Der Gipfel der Uneinigkeit
Beim G7-treffen auf Sizilien wird sichtbar, wie fremd sich Angela Merkel und Donald Trump immer noch sind
Taormina. Es ist ein Bild für die Götter. Bundeskanzlerin Angela Merkel, strahlend blaues Jackett und weiße Hose, plaudert mit Us-präsident Donald Trump, der im staatstragenden Dunkelblau daherkommt. Beide schlendern mit ihren Kollegen, den Staats- und Regierungschefs der westlichen G7-industrienationen, durch das griechische Amphitheater in Taormina. In der Ferne schimmert der Gipfel des Ätnas. Die Stadt an der sizilianischen Mittelmeerküste bietet an diesem Freitag eine großartige Kulisse. Doch der Eindruck täuscht. Denn Freunde werden Donald Trump und Angela Merkel nicht mehr.

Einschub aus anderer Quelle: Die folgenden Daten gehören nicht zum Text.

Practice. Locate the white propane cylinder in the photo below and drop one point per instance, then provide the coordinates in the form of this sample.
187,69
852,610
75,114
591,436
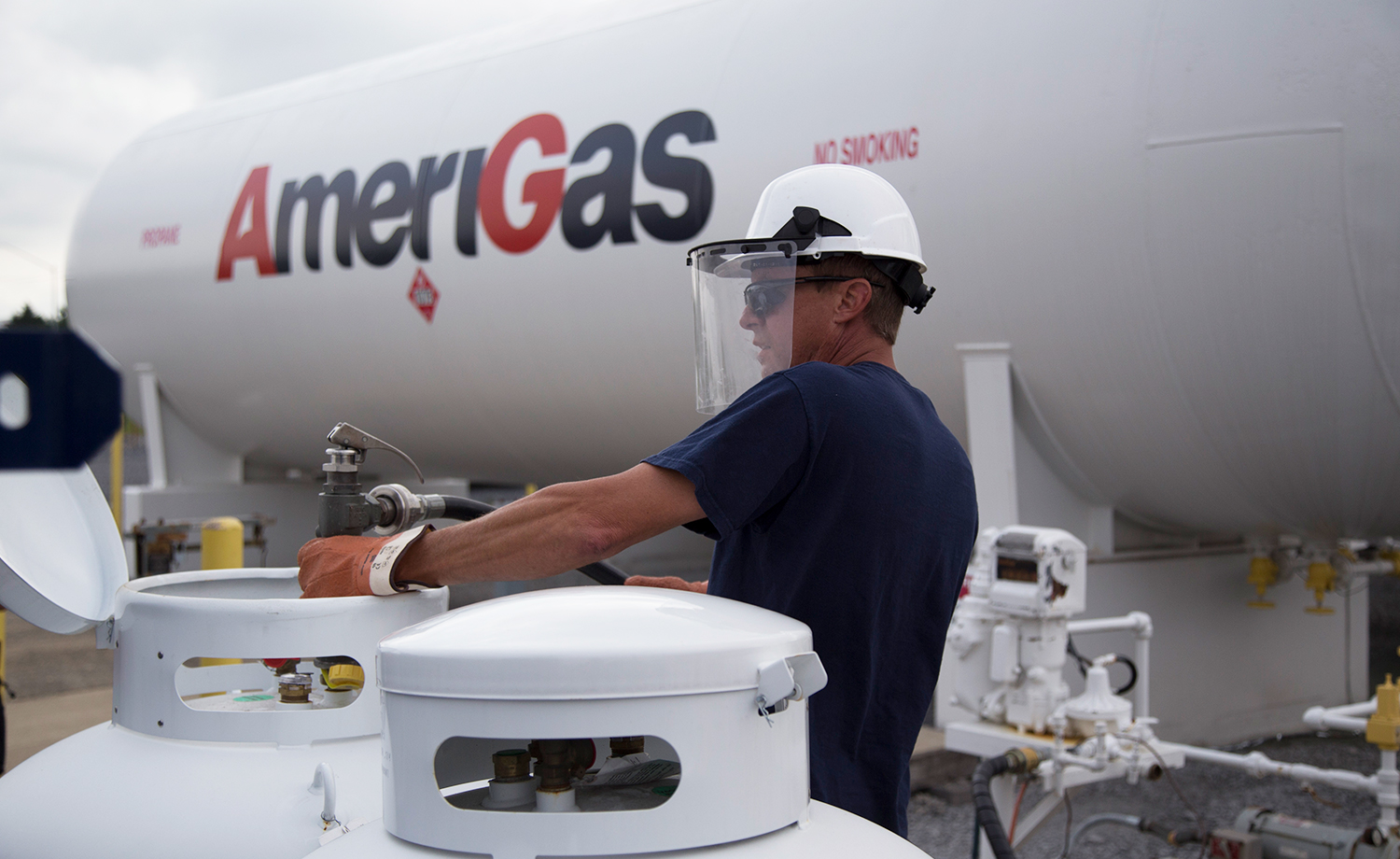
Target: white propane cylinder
202,757
601,669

Rückblende. Am Donnerstag steht der Us-präsident am Rednerpult des neuen Nato-hauptquartiers in Brüssel. Die blauen Flaggen des Bündnisses spielen im Wind. Plötzlich poltert Trump, dass 23 von 28 Mitgliedern der Allianz weniger als zwei Prozent ihrer Wirtschaftsleistung für die Verteidigung ausgeben. „Und viele dieser Nationen schulden enorme Mengen Geld aus den vergangenen Jahren.“Auch Deutschland steht damit am Pranger. Die Bundesregierung hat zwar das Verteidigungsbudget um rund acht Prozent gesteigert, kommt aber trotzdem kaum über die 1,2-Prozent-marke hinaus.
Während Trump spricht, gibt sich die Kanzlerin Mühe, geradeaus zu schauen. Sie versucht, ihre Gesichtszüge zu kontrollieren, kann aber nicht verhindern, dass sich ihre Mundwinkel nach unten verhärten.
Wenige Stunden zuvor hat der Us-präsident bereits im Gespräch mit Eu-kommissionschef Jean-claude Juncker und Eu-ratspräsident Donald Tusk gegen die deutschen Exportunternehmen vom Leder gezogen. Juncker bestätigt am Freitag, dass sich der Chef des Weißen Hauses über den deutschen Handelsüberschuss beschwert habe. Er gibt indirekt wieder, dass die Worte „the Germans are bad, very bad“gefallen seien. Die Übersetzung „Die Deutschen sind böse, sehr böse“bezeichnete Juncker aber als übertrieben. „Ich bin kein Spezialist im Englischen, wie man weiß, aber: ‚Bad‘ heißt nicht ‚böse‘, ‚schlecht‘ reicht.“Juncker fügte hinzu: „Er hat nicht gesagt, die Deutschen benehmen sich schlecht. Er hat gesagt, wir haben ein Problem.“
Laut Trumps Wirtschaftsberater Gary Cohn sagte der Präsident: „Ich habe kein Problem mit Deutschland, ich habe ein Problem mit dem deutschen Handel.“Trump hat sich bereits mehrfach über den Handelsüberschuss beklagt. Laut „Spiegel“hat er auch die markigen Sätze gesagt: „Schauen Sie sich die Millionen von Autos an, die sie in den USA verkaufen. Fürchterlich. Wir werden das stoppen.“
Trumps Sprecher Sean Spicer läuft in den Gassen von Taormina zufällig deutschen Journalisten über den Weg. „Der Präsident hat nur über das unfaire Ungleichgewicht in der Handelsbilanz zwischen Deutschland und den USA geredet“, sagt Spicer. Trump habe einen „unglaublichen Respekt“gegenüber Deutschland.
Die Vorlieben Trumps scheinen derzeit allerdings in anderen Staaten zu liegen. Mitglieder der westlichen Wertegemeinschaft gehören nicht dazu. Beim Schwertertanz in Saudi-arabien vor wenigen Tagen bewegte sich der Präsident mit sanftem Schwung neben den Scheichs und lächelte still in sich hinein.
Am Abend versucht die Kanzlerin, die Wogen etwas zu glätten. Nach einem bilateralen Gespräch mit Trump steht sie im Säulengang des Hotels „San Domenico Palace“in Taormina. Sie redet von „lebendigen, sehr ehrlichen Diskussionen“. Beide hätten ihre unterschiedlichen Positionen zu strittigen Fragen ausgetauscht. Zur Handelspolitik soll eine Arbeitsgruppe gebildet werden, um Details zu regeln. Ob sie damit rechne, dass die Amerikaner beim G20-gipfel Anfang Juli in Hamburg in der Klimafrage beidrehen, wird sie gefragt. „Das vermag ich nicht zu sagen“, antwortet sie und lächelt. Besonders optimistisch klingt es aber nicht.